LOS ANGELES -- When California unveiled an experimental, fixed-rate auto insurance policy for the poor last year, there was hope that it might encourage motorists who drive without insurance to comply with financial responsibility laws.

But lack of financial incentives and a competitive auto insurance market may have instead driven motorists away from the program.

Facing its one-year anniversary July 1, California's low-cost auto insurance experiment has insured less than 900 drivers.

The explanation may hinge on two critical factors: household economic priorities and a healthy auto insurance market, according to the Insurance Information Network of California.

"Liability insurance -- the heart and soul of the low-cost pilot program -- is designed to protect a driver's assets in the event of a collision. But the low-income drivers the program targets have few assets to protect," said IINC Executive Director Candysse Miller. "Ultimately, they may be making a choice between buying auto insurance and feeding their families."

Drivers who sought insurance through the special program ultimately may have gotten a better deal through the standard auto insurance market, Miller added.

"This program debuted during a very healthy and intensely competitive period in the California auto insurance marketplace," she said. "Agents and brokers have said that they were able to beat the price of the special program with "

According to a recent study by the Insurance Research Council, about 22 percent of California's 21 million motorists drive without insurance. In Los Angeles and San Francisco, that percentage is believed to be even higher.

California law currently requires that drivers carry a minimum of $15,000 in coverage for bodily injury per person, $30,000 per incident and $5,000 for property damage.

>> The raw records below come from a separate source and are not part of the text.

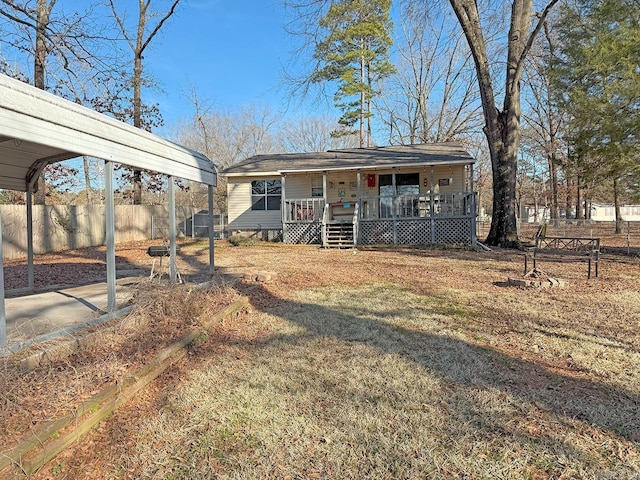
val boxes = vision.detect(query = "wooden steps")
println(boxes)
[323,222,355,248]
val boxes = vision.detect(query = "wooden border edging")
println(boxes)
[0,296,250,477]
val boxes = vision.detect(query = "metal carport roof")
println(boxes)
[0,73,217,350]
[0,73,215,190]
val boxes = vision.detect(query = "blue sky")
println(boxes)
[144,0,317,133]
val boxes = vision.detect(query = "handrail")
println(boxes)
[352,202,359,246]
[321,203,330,247]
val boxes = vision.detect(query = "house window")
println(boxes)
[251,179,281,211]
[311,177,323,197]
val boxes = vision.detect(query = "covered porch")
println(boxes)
[282,167,476,247]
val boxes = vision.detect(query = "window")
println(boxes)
[311,177,323,197]
[251,179,281,211]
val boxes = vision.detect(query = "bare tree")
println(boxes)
[0,0,128,204]
[174,97,281,213]
[522,18,565,223]
[0,1,92,202]
[108,0,180,204]
[447,0,560,247]
[278,115,360,153]
[377,2,483,146]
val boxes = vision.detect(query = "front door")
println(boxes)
[379,173,419,218]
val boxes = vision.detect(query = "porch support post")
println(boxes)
[323,172,327,203]
[168,176,178,283]
[430,167,435,243]
[470,164,477,246]
[281,174,286,242]
[26,183,34,290]
[105,160,116,312]
[208,185,215,275]
[392,172,397,245]
[356,171,361,203]
[0,211,6,348]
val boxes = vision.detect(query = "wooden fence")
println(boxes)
[0,205,197,260]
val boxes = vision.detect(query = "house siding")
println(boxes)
[285,175,317,199]
[227,176,283,231]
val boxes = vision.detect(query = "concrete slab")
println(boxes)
[5,279,138,346]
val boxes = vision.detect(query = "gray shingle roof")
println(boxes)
[222,142,474,176]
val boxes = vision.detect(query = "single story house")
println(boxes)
[590,203,640,222]
[222,143,477,247]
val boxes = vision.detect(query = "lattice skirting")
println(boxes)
[432,218,473,244]
[359,218,473,245]
[284,222,322,244]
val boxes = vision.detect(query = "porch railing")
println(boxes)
[358,192,475,220]
[283,198,325,223]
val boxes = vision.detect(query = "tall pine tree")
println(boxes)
[312,0,395,147]
[553,0,640,230]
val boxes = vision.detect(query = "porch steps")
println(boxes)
[324,222,355,248]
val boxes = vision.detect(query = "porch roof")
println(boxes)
[223,142,474,177]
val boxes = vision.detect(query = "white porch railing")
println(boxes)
[283,198,325,222]
[284,192,477,246]
[359,193,475,220]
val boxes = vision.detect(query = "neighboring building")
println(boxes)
[590,204,640,222]
[519,203,640,223]
[222,143,477,247]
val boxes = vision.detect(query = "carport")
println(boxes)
[0,73,217,348]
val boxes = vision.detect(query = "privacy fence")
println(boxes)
[1,205,226,261]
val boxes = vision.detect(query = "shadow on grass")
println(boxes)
[233,279,640,446]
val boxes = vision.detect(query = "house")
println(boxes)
[590,203,640,222]
[222,143,477,247]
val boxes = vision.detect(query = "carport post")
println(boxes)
[0,212,6,348]
[105,161,116,311]
[208,185,215,275]
[26,183,34,290]
[168,176,178,283]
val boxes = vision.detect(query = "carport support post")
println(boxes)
[0,212,6,348]
[168,176,178,283]
[105,161,117,312]
[208,185,215,275]
[27,183,34,290]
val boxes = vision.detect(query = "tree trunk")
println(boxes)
[33,0,52,205]
[449,0,559,247]
[450,0,534,247]
[359,44,366,148]
[614,177,622,234]
[132,42,144,204]
[576,174,583,220]
[549,153,559,223]
[83,156,93,204]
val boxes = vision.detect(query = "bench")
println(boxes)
[524,236,600,279]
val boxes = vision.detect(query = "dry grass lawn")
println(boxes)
[2,239,640,479]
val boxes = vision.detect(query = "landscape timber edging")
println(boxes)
[0,296,250,477]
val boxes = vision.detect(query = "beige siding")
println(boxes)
[430,165,466,193]
[284,174,317,199]
[227,176,283,231]
[282,166,468,201]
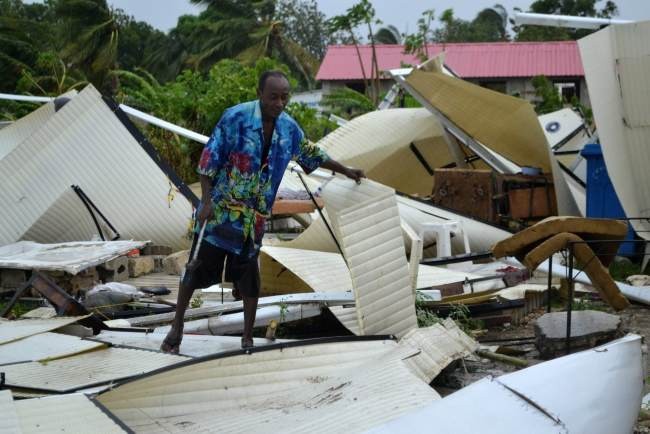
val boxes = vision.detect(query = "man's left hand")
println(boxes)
[344,168,366,184]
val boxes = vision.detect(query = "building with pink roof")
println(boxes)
[316,41,589,107]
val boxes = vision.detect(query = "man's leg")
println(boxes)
[241,294,258,348]
[161,241,224,353]
[231,252,261,349]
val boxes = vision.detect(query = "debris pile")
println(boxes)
[2,19,650,434]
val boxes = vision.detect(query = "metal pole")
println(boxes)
[547,256,553,313]
[566,244,575,355]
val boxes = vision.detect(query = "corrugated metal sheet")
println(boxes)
[316,41,583,81]
[399,319,477,383]
[405,69,551,172]
[579,22,650,239]
[322,179,417,338]
[0,390,21,433]
[21,187,104,243]
[92,331,291,357]
[315,108,450,196]
[14,393,128,433]
[0,240,145,274]
[0,316,89,345]
[97,338,439,433]
[1,347,187,392]
[0,85,193,249]
[0,101,54,160]
[0,332,105,365]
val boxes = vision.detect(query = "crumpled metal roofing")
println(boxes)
[0,85,193,249]
[321,178,417,338]
[368,334,643,434]
[0,332,105,365]
[0,240,146,274]
[0,316,90,345]
[97,323,476,433]
[1,347,187,392]
[14,393,129,433]
[579,22,650,241]
[405,68,551,172]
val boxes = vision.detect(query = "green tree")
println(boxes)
[55,0,121,92]
[513,0,619,41]
[16,51,87,95]
[404,9,435,62]
[274,0,331,59]
[434,6,509,43]
[326,0,381,105]
[322,87,374,119]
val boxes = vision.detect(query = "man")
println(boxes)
[161,70,365,353]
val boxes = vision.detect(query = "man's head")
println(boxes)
[257,70,290,120]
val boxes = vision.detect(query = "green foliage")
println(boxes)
[285,102,338,142]
[513,0,619,41]
[571,296,606,311]
[531,75,563,114]
[274,0,331,59]
[433,6,509,43]
[190,293,203,308]
[448,303,484,334]
[403,9,435,62]
[609,260,643,282]
[322,87,374,119]
[415,291,442,327]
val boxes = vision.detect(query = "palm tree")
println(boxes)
[189,0,318,88]
[56,0,120,92]
[0,15,39,92]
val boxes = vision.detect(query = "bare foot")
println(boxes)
[241,336,254,349]
[160,326,183,354]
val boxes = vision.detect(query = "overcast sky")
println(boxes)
[106,0,650,33]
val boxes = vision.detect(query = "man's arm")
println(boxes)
[320,159,366,183]
[197,175,214,222]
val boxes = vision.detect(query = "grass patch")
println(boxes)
[609,260,642,282]
[0,299,33,318]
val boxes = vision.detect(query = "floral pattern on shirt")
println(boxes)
[197,100,329,257]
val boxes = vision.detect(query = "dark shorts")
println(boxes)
[193,240,260,298]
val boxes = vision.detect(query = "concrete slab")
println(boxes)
[535,310,622,359]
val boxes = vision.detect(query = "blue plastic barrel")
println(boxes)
[580,143,637,256]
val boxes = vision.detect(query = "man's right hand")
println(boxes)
[197,200,214,223]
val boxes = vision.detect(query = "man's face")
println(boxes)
[258,76,290,120]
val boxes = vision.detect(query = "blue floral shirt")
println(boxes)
[197,100,329,257]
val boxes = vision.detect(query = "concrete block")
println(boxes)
[128,256,155,278]
[151,255,166,273]
[70,275,97,295]
[143,245,173,256]
[163,250,190,276]
[0,269,28,289]
[535,310,622,359]
[98,256,129,282]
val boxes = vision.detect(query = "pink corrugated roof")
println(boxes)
[316,41,584,81]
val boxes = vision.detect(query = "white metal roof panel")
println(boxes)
[0,316,89,345]
[0,240,146,274]
[579,22,650,239]
[1,347,187,392]
[0,390,21,433]
[315,108,451,196]
[322,178,417,338]
[97,338,440,433]
[369,334,642,434]
[0,332,106,365]
[14,393,128,433]
[92,331,291,357]
[0,100,54,161]
[0,85,193,249]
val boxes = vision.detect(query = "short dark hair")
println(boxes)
[258,70,288,91]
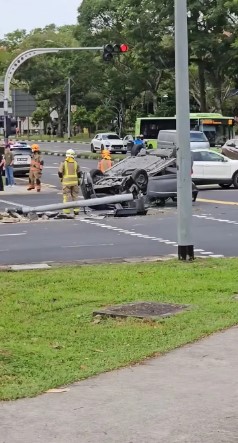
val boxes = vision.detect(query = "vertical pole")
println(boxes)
[67,77,71,139]
[4,98,8,144]
[175,0,194,260]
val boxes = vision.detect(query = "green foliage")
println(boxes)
[1,1,238,134]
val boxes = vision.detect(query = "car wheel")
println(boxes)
[148,144,153,150]
[90,169,104,184]
[219,183,232,189]
[131,169,148,191]
[91,144,96,153]
[192,192,198,202]
[233,172,238,188]
[101,144,104,152]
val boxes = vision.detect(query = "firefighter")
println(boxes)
[97,150,113,173]
[58,149,81,216]
[27,144,44,192]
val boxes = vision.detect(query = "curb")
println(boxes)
[0,138,90,144]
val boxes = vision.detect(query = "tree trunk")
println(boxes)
[198,62,207,112]
[152,93,158,114]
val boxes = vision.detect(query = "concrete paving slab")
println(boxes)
[9,263,51,271]
[1,327,238,443]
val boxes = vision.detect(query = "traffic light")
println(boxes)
[102,44,129,62]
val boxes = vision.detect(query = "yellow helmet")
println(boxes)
[102,149,111,160]
[32,144,40,152]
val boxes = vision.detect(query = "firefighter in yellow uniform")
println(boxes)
[58,149,81,216]
[27,144,44,192]
[97,150,113,173]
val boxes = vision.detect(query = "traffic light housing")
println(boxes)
[102,44,129,62]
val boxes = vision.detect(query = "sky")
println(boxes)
[1,0,81,38]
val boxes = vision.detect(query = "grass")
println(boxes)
[0,135,92,143]
[1,259,238,401]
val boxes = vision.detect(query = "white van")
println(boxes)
[157,130,210,151]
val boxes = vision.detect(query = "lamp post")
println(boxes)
[175,0,194,260]
[3,46,103,143]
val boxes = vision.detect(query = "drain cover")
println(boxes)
[93,301,188,319]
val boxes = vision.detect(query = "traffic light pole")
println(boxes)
[3,46,103,142]
[175,0,194,260]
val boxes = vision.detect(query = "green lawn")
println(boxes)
[1,259,238,401]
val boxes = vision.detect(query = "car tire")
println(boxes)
[80,181,92,200]
[219,183,232,189]
[101,144,104,152]
[148,144,153,150]
[233,172,238,188]
[90,169,104,184]
[131,169,148,191]
[91,144,96,153]
[192,192,198,202]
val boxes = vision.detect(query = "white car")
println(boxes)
[90,133,127,154]
[10,145,32,175]
[191,149,238,188]
[12,141,31,149]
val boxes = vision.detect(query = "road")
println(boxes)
[35,141,91,154]
[1,149,238,265]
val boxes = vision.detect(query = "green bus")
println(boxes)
[135,113,235,148]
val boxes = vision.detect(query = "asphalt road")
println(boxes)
[37,141,91,154]
[1,153,238,265]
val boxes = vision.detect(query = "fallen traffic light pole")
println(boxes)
[18,193,134,215]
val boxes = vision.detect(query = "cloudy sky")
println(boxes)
[1,0,81,37]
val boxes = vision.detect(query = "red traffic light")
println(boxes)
[120,44,129,52]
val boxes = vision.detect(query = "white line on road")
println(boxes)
[61,243,114,248]
[79,220,223,258]
[0,198,23,207]
[193,214,238,225]
[0,232,27,237]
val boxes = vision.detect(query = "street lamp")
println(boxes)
[175,0,194,260]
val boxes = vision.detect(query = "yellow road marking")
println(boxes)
[197,198,238,206]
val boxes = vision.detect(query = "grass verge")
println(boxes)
[1,259,238,401]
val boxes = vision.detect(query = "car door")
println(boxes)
[191,151,204,181]
[93,135,100,149]
[201,151,231,179]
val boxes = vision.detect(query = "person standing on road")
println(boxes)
[58,149,81,216]
[27,144,44,192]
[97,150,113,173]
[0,153,5,191]
[4,144,14,187]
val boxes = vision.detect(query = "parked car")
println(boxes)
[90,133,127,154]
[221,139,238,159]
[10,145,32,175]
[157,130,210,152]
[191,149,238,188]
[123,134,134,151]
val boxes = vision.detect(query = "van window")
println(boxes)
[190,132,207,142]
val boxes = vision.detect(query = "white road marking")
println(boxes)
[80,220,223,258]
[0,198,22,207]
[0,232,26,237]
[193,214,238,225]
[61,243,114,248]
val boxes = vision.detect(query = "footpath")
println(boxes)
[1,326,238,443]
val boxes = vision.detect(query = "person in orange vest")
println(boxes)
[97,150,113,173]
[27,144,44,192]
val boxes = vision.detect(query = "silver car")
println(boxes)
[10,146,32,176]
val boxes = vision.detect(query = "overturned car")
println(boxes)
[81,153,198,206]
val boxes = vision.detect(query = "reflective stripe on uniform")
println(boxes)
[62,160,78,186]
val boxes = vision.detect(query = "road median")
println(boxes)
[1,258,238,400]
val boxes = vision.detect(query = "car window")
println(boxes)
[104,134,120,140]
[199,151,224,162]
[190,132,207,142]
[192,151,202,161]
[11,148,32,155]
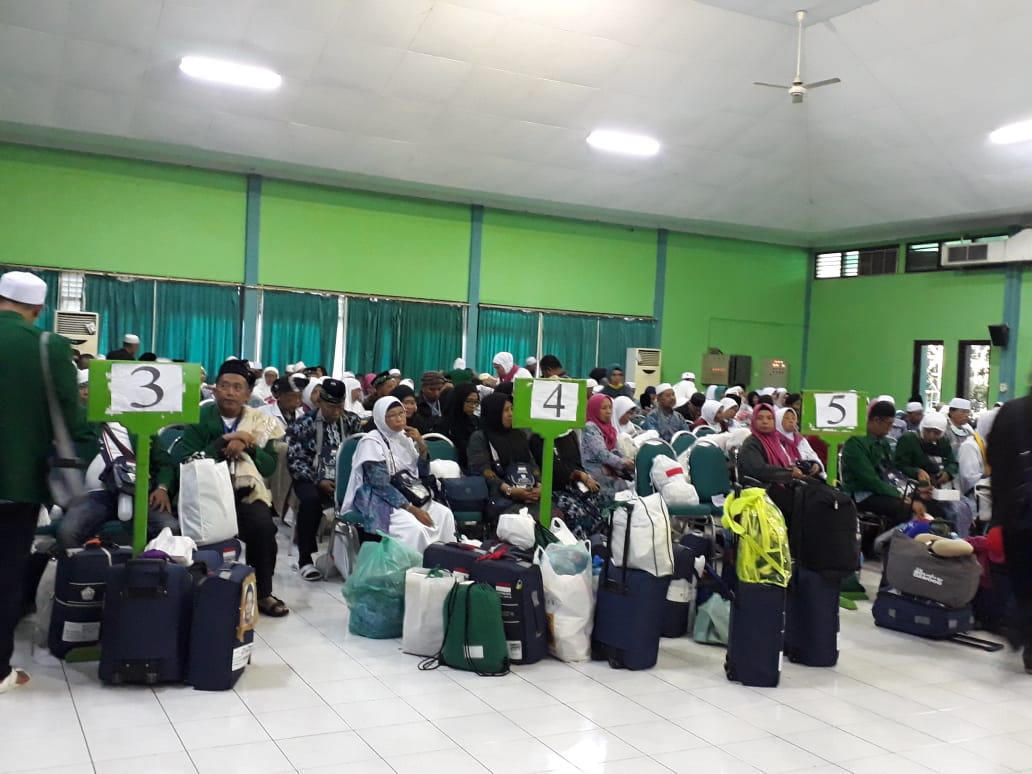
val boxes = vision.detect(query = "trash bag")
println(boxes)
[722,488,791,587]
[342,534,423,638]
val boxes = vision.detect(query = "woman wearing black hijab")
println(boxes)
[467,392,541,507]
[441,382,479,470]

In order to provide the low-cost policy, these standard limits were reduced to $10,000, $20,000 and $3,000, respectively. Drivers in Los Angeles pay $450 annually for the policy and residents of San Francisco pay $410. Young male drivers age 19 to 24, who pose an increased risk for claims, pay a 25 percent surcharge.

Eligibility for the program is based on several criteria, including:

  • An applicant's household gross annual income must be 150 percent or less of the federal poverty level. For example, a four-person household must make less than $25,050 a year.
  • Drivers must be at least 19 years old and have had a license for three years.
  • The driver's personal automobile must be worth no more than $12,000.
  • All applicants must have a clean driving record for the past three years.

The California Automobile Assigned Risk Plan administers the program.